Thursday, April 24, 2008
OK...I'll answer my own question. I heart Google.
Common name: Loquat, Japanese Plum
Botanical name: Eriobotrya japonica
Avg. Height X Width: 15' x 15'
Season: January to April
Damage temp: 22 F
Comments: Loquats are shaped like Christmas trees, but they have large fuzzy leaves that are green on top and silver underneath. The fruit tastes like a combination of peach and apricot. They are most often eaten fresh, in jellies and in wines. The trees will begin fruiting at just one to two years of age.
Oooh and from my favorite source, WIKIPEDIA:
The loquat is comparable to the apple in many aspects, with a high sugar, acid and pectin content. It is eaten as a fresh fruit and mixes well with other fruits in fresh fruit salads or fruit cups. Firm, slightly immature fruits are best for making pies or tarts. The fruits are also commonly used to make jam, jelly, and chutney, and are delicious poached in light syrup.

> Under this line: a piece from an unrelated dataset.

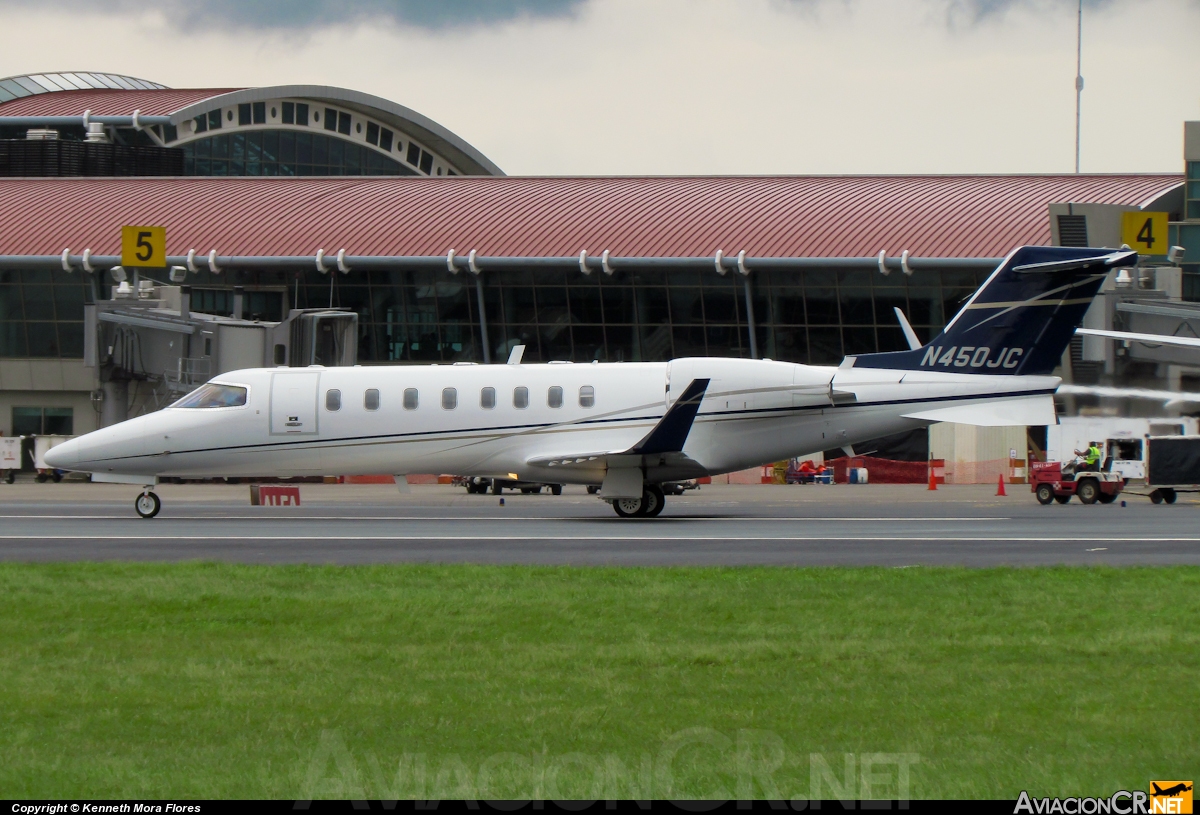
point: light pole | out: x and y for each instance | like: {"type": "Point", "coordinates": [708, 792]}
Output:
{"type": "Point", "coordinates": [1079, 76]}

A type of loquat syrup is used in Chinese medicine for soothing the throat like a cough drop. Combined with other ingredients and known as pipa gao (枇杷膏; pinyin: pípágāo; literally "loquat paste"), it acts as a demulcent and an expectorant, as well as to soothe the digestive and respiratory systems. Loquats can also be used to make wine.
Like most related plants, the seeds (pips) and young leaves of the plant are slightly poisonous, containing small amounts of cyanogenetic glycocides which release cyanide when digested, though the low concentration and bitter flavour normally prevents enough being eaten to cause harm.